The latest video from the Nigerian Islamist terrorist group Boko Haram reveals that its bombing campaign extends to Lagos, as the group laid claim to an attack on country’s southern commercial capital for the first time.
Boko Haram’s leader, Abubakar Shekau, said in a video sent to reporters Sunday that it is responsible for the June 25 blast at a fuel depot in Lagos and another in the capital, Abuja, that left at least 21 people dead. Shekau went on to mock calls for the release of more than 200 schoolgirls his group abducted in April, saying the government must free detained Islamist fighters in exchange.
“We were the ones that detonated the bomb in Abuja, that filthy city; we’re the ones that sent a female bomber to the refinery in Lagos,” Shekau said in the video, surrounded by several armed men, with armored vehicles in the background. “Nigerians are saying bring back our girls, let them bring back our own soldiers.”
Boko Haram, whose name means “Western education is a sin” in the local Hausa language, wants to impose Shariah, or Islamic law, in Africa’s most populous country. The nation of about 170 million people is roughly split between a mainly Muslim north and a predominantly Christian south.
Most of its attacks have been in the northeast, where most victims are poor Nigerians in villages and markets. Three bombs have exploded in Abuja this year, killing more than 100 people. Lagos, the nerve center of Nigerian investment and business had not suffered bombings has until the June attack.

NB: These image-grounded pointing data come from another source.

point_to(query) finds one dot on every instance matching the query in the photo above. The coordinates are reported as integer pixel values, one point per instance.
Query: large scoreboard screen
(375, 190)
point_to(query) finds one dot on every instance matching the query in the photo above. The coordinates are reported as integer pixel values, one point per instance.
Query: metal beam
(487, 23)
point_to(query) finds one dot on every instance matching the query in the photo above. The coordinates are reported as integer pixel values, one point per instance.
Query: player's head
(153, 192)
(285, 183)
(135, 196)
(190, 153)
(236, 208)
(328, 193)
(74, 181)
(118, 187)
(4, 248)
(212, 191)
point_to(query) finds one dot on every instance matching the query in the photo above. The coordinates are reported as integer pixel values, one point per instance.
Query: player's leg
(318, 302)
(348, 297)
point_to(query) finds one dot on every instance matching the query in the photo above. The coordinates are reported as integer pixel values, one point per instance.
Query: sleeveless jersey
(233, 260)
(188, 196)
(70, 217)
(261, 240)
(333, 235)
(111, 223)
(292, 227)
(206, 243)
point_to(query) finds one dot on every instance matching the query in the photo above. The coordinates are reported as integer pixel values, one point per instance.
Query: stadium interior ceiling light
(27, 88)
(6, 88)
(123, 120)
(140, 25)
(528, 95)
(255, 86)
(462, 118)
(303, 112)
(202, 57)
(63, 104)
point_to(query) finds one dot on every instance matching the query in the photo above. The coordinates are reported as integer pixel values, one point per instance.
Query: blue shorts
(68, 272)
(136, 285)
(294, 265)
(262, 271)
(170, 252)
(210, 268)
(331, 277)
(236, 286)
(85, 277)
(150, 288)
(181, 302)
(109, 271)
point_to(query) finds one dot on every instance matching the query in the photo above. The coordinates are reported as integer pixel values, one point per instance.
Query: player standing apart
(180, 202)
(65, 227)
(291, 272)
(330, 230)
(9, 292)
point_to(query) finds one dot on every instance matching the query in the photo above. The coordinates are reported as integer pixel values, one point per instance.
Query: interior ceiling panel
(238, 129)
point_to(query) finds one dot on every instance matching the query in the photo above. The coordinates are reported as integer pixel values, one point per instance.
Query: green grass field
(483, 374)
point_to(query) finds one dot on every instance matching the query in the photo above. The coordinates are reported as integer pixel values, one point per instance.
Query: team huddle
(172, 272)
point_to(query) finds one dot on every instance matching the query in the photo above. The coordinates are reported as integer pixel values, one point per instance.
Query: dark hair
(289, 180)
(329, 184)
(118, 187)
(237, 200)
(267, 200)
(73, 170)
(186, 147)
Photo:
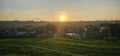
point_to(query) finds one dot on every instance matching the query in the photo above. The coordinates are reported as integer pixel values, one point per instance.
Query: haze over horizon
(60, 10)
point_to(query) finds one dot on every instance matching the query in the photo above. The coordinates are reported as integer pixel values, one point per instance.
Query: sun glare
(63, 18)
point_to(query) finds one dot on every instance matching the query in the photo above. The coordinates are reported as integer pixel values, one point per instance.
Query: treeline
(89, 29)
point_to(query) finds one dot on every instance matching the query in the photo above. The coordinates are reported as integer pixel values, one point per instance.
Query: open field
(57, 46)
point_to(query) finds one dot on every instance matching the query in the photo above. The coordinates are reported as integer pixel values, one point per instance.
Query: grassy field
(57, 46)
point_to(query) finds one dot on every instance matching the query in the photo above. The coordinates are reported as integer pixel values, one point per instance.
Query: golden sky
(56, 10)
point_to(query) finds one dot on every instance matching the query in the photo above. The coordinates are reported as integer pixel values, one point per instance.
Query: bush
(110, 39)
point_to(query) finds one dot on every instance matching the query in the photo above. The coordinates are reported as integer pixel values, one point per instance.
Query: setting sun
(63, 18)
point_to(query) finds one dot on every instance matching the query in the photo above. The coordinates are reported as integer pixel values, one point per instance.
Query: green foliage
(58, 46)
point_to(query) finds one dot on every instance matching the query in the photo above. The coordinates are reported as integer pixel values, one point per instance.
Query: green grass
(58, 47)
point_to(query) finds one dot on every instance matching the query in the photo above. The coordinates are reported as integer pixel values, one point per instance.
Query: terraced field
(57, 46)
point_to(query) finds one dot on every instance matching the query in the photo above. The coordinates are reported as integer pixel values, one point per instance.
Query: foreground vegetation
(57, 46)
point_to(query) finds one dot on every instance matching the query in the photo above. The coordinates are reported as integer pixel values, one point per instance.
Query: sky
(53, 10)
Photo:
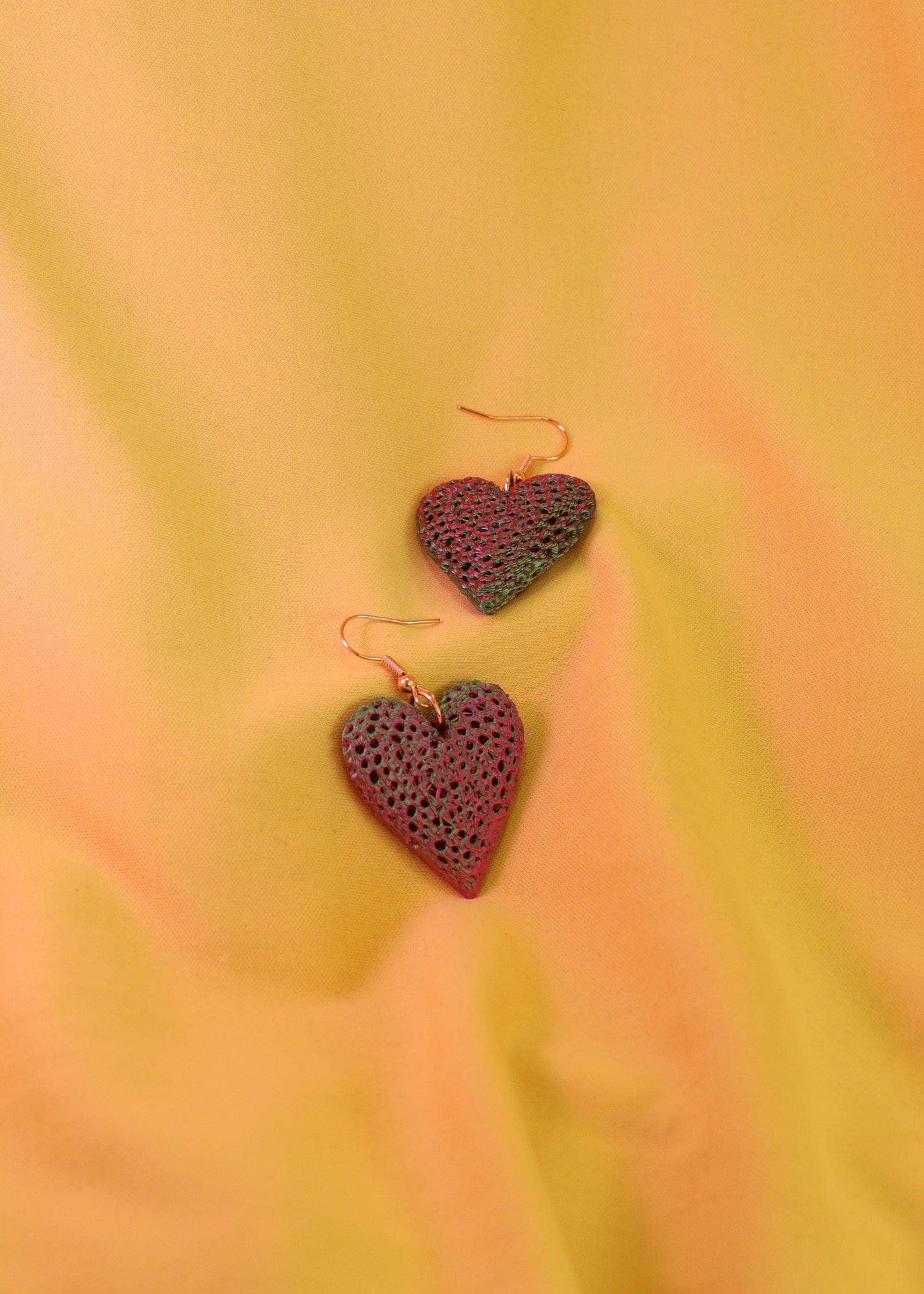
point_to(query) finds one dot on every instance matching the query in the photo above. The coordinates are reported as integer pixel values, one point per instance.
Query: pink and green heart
(444, 791)
(494, 544)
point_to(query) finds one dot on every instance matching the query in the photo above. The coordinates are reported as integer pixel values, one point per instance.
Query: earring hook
(519, 474)
(419, 697)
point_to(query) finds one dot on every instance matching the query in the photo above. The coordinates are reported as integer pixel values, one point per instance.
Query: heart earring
(494, 542)
(441, 774)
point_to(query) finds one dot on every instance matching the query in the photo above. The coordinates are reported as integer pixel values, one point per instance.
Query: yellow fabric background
(251, 256)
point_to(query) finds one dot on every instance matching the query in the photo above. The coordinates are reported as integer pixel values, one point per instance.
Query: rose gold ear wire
(421, 698)
(519, 474)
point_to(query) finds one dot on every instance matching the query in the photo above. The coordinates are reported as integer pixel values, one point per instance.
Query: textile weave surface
(251, 258)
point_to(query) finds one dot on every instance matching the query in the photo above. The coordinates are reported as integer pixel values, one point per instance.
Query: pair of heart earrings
(442, 773)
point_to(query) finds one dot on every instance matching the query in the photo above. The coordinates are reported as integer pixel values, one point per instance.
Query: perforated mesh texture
(444, 793)
(494, 544)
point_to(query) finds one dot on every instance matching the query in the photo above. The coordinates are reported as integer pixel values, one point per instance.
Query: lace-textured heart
(444, 791)
(494, 544)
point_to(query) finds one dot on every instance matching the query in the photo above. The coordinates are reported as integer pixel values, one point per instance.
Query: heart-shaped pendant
(494, 542)
(446, 791)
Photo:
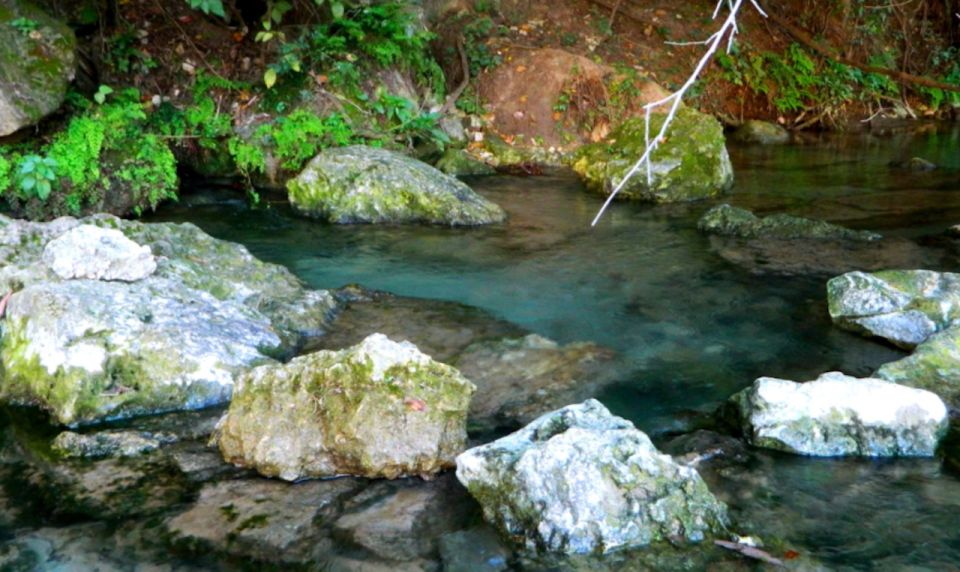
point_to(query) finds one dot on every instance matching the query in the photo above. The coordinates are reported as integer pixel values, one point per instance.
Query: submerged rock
(96, 253)
(88, 350)
(109, 443)
(36, 65)
(519, 379)
(838, 415)
(261, 520)
(904, 307)
(378, 409)
(934, 366)
(360, 184)
(691, 164)
(762, 132)
(581, 480)
(727, 220)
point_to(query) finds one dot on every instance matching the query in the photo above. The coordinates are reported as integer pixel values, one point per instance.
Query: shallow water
(691, 325)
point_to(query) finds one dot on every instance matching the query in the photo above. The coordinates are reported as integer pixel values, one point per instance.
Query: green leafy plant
(25, 25)
(36, 176)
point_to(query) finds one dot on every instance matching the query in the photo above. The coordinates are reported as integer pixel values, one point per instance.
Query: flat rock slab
(96, 253)
(838, 415)
(904, 307)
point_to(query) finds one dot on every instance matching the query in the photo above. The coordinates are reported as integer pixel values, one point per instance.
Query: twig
(465, 66)
(728, 29)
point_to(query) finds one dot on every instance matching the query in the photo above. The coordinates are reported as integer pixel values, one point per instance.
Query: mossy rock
(727, 220)
(378, 409)
(37, 63)
(690, 164)
(359, 184)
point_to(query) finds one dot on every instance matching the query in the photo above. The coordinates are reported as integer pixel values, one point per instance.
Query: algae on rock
(35, 67)
(580, 480)
(691, 164)
(378, 409)
(359, 184)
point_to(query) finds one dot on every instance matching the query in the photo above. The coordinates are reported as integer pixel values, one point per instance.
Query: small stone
(580, 480)
(838, 415)
(348, 413)
(94, 253)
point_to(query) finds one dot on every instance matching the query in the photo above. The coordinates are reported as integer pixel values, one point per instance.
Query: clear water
(692, 326)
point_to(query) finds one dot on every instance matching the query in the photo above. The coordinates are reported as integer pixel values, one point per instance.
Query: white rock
(96, 253)
(582, 480)
(841, 415)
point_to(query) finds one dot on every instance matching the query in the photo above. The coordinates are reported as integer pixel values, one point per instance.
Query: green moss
(692, 163)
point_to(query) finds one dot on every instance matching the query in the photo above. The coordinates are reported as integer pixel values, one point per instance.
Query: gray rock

Nigerian security forces are struggling to contain Boko Haram attacks. Three northeastern states have been under emergency rule since May 2013, and foreign governments are assisting the Nigerian effort to find the kidnapped schoolgirls.
Showing off weapons he said his group captured in an attack on the military, Shekau mocked President Goodluck Jonathan and expressed solidarity with other Islamist leaders including Abu Bakr al-Baghdadi, whose Islamic State of Iraq and Syria has capture large portions of Iraq and Syria.
Malala Yousafzai, the Pakistani schoolgirl who survived a Taliban gun attack two years ago to become a global advocate for girls’ education, said during a visit to Nigeria that Jonathan promised to return the girls to their families.
“Even though the promises have been made, it does not mean that I will stop my campaign,” she told reporters in Abuja after meeting Jonathan. “I will be counting days and I will be looking when those girls are returning back home. I will continue this campaign until I see those girls going back to school, returning to their families and continuing their education.”